For some reason even when getting good grades doesn't matter, it actually does matter to me. I just don't know why. People will probably leave comments about how doing your best always is important. I don't buy that. If it really doesn't matter if you get good grades or not then it really doesn't matter. I am willing to hear the arguments though as to why it does, I just haven't heard any good ones yet. But it does matter for self-esteem, I just like to do well when I do things.

Anyway, I am learning new things every day. I think this experience will teach me that I need to do well no matter how much things matter. I admit this grudgingly, because I really don't think it does matter. But for some reason peace does not come to me when I am doing poorly.

Lessons learned.

Also, I am amazed at how quickly my happiness/peace can change. I don't feel bad very often, so when I do it really catches me off guard.

4 comments:

dkm said...

Yah, it’s tough when the Spurs win. But then again, so did the Jazz. So maybe things even out in the end.

On a more serious note, I agree with your initial assessment of grades. Sometimes they matter; sometimes, not. And someone who tries their very best at everything would probably benefit from learning how to prioritize their lives—marking the distance between what’s essential and what’s merely secondary. It sounds to me like you chose well. I hope you celebrate your wise choices, and your success.

Makayla Steiner said...

I think grades matter. They matter to me a lot. And not because they let me say, "Oh! Look at how smart I am!" or because I think that some program somewhere is going to dash my dreams based on my GPA... but because when I know that I have what it takes to get an A, and don't, it upsets me. I hate feeling like I didn't measure up - especially when I know I could have. To me, an A says, "You actually did what you knew you could do." I got a B in my HEPE class, and I truly didn't care. I hated the class, I thought it was pointless and stupid and an A would have meant nothing to me. But when I know I can do better, and don't, coming short on the "assessment" of my effort (which is basically what a grade is) irritates me. So I totally get what you're saying. I don't necessarily believe that grades represent either intelligence or are a good representation of the sum of an education, but for me they are a small signal that I really did everything I could do... or not. So I guess what I'm thinking is that they do matter - but not for any of the normal reasons that people think they do. It's more of a personal thing. I think you nailed that.

The Pines at Castle Rock said...

Yeah, for instance, I was already accepted and had a scholarship and just needed to pass. I also hadn't made money and really needed to. So I think it would have been stupid to focus on grades--it was time to make money.

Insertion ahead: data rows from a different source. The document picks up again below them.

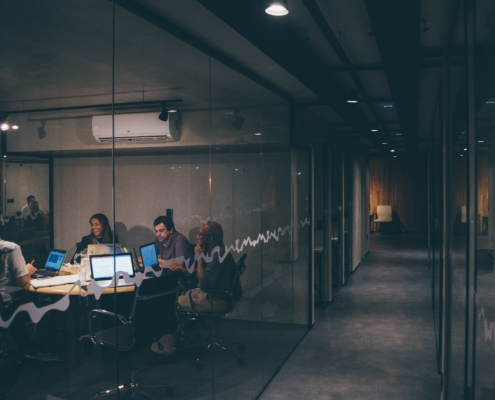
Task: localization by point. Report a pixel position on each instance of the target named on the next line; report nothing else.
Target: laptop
(103, 266)
(149, 257)
(53, 264)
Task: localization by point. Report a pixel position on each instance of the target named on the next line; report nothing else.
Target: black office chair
(118, 332)
(233, 295)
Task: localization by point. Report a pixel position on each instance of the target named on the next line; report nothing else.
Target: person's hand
(31, 269)
(175, 266)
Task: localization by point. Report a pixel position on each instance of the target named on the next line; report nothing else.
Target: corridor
(376, 340)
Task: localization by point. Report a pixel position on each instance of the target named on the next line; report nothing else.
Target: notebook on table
(53, 264)
(104, 265)
(149, 257)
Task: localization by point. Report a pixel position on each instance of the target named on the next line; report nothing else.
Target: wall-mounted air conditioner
(142, 127)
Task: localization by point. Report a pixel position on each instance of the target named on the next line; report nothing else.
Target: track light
(41, 129)
(277, 8)
(352, 96)
(164, 114)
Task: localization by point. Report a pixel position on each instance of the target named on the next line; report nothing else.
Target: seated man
(213, 275)
(170, 244)
(13, 268)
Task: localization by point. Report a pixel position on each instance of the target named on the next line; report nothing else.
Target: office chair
(118, 332)
(233, 294)
(384, 215)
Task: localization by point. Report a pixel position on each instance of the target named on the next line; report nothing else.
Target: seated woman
(101, 233)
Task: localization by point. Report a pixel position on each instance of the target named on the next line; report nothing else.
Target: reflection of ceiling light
(277, 8)
(352, 96)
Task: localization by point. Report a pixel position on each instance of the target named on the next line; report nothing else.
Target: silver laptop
(104, 266)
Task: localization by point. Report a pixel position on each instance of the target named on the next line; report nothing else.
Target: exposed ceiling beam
(277, 40)
(395, 25)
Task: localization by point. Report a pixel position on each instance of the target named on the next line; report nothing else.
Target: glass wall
(89, 85)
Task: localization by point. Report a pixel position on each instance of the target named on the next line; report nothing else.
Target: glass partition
(116, 126)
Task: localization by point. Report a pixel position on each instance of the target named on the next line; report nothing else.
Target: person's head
(100, 228)
(164, 227)
(210, 235)
(34, 207)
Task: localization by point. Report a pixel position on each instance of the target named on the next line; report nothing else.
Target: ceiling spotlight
(164, 114)
(41, 129)
(238, 122)
(277, 8)
(352, 96)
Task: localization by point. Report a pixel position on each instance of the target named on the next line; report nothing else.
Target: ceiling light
(352, 96)
(41, 129)
(277, 8)
(164, 114)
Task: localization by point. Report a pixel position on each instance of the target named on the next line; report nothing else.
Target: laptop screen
(102, 266)
(148, 254)
(55, 260)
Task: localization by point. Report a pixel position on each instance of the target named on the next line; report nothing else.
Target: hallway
(376, 339)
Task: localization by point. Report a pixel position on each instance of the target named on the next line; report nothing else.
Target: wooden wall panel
(401, 183)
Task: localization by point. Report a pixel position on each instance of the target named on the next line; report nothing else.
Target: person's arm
(24, 280)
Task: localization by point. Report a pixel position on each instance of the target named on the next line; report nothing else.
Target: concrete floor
(376, 340)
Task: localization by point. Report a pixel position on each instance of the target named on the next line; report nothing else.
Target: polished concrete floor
(376, 340)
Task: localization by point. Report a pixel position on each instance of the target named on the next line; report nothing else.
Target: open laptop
(103, 266)
(149, 257)
(53, 264)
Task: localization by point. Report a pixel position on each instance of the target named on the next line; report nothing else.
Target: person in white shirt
(29, 200)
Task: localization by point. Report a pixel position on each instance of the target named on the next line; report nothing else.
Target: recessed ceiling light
(277, 8)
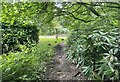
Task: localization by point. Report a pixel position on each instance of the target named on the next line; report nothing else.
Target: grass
(28, 65)
(46, 43)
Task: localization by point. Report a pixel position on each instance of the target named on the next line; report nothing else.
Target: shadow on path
(60, 68)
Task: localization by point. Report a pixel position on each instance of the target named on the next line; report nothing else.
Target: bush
(26, 65)
(96, 52)
(14, 35)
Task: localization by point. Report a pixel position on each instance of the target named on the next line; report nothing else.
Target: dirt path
(62, 69)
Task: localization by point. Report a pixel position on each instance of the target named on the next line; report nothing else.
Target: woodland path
(60, 68)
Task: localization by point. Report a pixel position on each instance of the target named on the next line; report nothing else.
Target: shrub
(14, 35)
(96, 52)
(26, 65)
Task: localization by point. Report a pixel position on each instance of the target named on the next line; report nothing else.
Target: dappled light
(60, 41)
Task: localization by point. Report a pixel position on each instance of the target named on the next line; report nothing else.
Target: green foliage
(96, 52)
(13, 36)
(26, 65)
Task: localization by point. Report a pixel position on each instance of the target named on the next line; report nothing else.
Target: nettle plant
(96, 52)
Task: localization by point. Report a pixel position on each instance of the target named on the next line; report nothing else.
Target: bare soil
(60, 68)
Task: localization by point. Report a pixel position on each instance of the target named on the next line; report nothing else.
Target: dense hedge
(96, 52)
(15, 35)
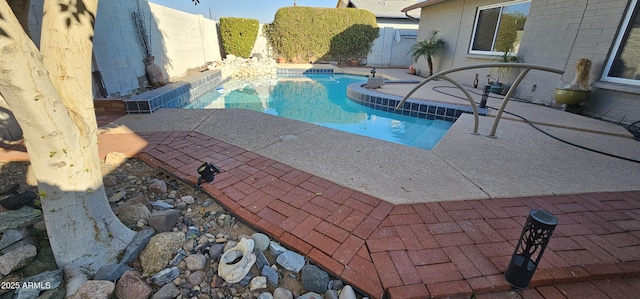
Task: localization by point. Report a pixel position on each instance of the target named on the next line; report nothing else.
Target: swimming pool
(321, 99)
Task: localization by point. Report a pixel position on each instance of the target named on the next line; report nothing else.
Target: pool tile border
(419, 108)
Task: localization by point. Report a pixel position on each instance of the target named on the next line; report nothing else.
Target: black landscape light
(533, 240)
(207, 172)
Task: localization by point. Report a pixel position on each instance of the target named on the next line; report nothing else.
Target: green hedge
(300, 34)
(238, 35)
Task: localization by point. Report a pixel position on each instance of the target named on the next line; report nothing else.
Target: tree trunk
(50, 95)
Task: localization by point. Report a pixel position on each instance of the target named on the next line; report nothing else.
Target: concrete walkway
(407, 223)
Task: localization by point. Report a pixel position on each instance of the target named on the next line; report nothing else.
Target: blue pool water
(321, 99)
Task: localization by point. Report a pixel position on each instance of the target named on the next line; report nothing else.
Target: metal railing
(525, 68)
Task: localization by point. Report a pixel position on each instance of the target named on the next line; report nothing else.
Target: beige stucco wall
(557, 34)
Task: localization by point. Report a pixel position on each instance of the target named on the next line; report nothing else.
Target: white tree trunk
(50, 96)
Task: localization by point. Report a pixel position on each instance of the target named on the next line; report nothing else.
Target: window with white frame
(623, 65)
(498, 28)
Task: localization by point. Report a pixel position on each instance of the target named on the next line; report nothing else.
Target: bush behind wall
(238, 35)
(301, 34)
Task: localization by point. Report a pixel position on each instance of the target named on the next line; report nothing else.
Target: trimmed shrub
(300, 34)
(238, 35)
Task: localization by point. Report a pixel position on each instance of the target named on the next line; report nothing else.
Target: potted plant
(429, 47)
(577, 91)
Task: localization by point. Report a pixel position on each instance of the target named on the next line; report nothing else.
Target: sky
(263, 10)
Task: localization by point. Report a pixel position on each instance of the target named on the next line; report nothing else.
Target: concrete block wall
(180, 42)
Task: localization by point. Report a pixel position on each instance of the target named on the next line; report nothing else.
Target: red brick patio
(444, 249)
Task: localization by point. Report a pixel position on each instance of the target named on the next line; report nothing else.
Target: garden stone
(195, 262)
(118, 196)
(347, 293)
(265, 295)
(258, 283)
(130, 215)
(276, 249)
(262, 241)
(261, 260)
(160, 205)
(165, 220)
(310, 295)
(136, 245)
(111, 272)
(17, 258)
(291, 261)
(23, 217)
(188, 199)
(168, 291)
(165, 276)
(331, 294)
(131, 286)
(314, 279)
(196, 277)
(282, 293)
(159, 251)
(49, 279)
(157, 186)
(95, 289)
(234, 272)
(12, 236)
(271, 275)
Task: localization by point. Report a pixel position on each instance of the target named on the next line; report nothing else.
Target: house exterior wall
(179, 42)
(557, 34)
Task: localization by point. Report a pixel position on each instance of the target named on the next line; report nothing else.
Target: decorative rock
(165, 276)
(117, 197)
(164, 221)
(291, 261)
(17, 258)
(282, 293)
(262, 241)
(271, 275)
(23, 217)
(265, 295)
(95, 289)
(215, 251)
(160, 205)
(261, 260)
(159, 251)
(157, 186)
(258, 283)
(188, 199)
(168, 291)
(347, 293)
(43, 281)
(180, 256)
(12, 236)
(331, 294)
(130, 215)
(314, 279)
(111, 272)
(196, 277)
(131, 286)
(276, 249)
(310, 295)
(114, 159)
(233, 273)
(195, 262)
(136, 245)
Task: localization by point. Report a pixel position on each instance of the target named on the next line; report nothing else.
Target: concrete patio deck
(399, 222)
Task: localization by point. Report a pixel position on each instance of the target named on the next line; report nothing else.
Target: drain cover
(288, 137)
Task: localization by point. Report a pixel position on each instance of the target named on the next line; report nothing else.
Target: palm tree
(429, 47)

But, like my post says, I just don't like doing that poorly. I have become accustomed to both trying hard and doing well, so this has been difficult. As soon as I march though and get my degree I will be over it :)

Thanks for the vote of confidence also. I appreciate it.

optimist? said...

well Matt this segment of your life is over but a new one will always come around the corner. you graduated this segment of life ;) . a "c" is average for the majority if you are capable of doing better than the "average" then do it. if you get a "c" and it is the best you could do then be ?proud (pride goeth before the fall"). just know in your heart that you did your best.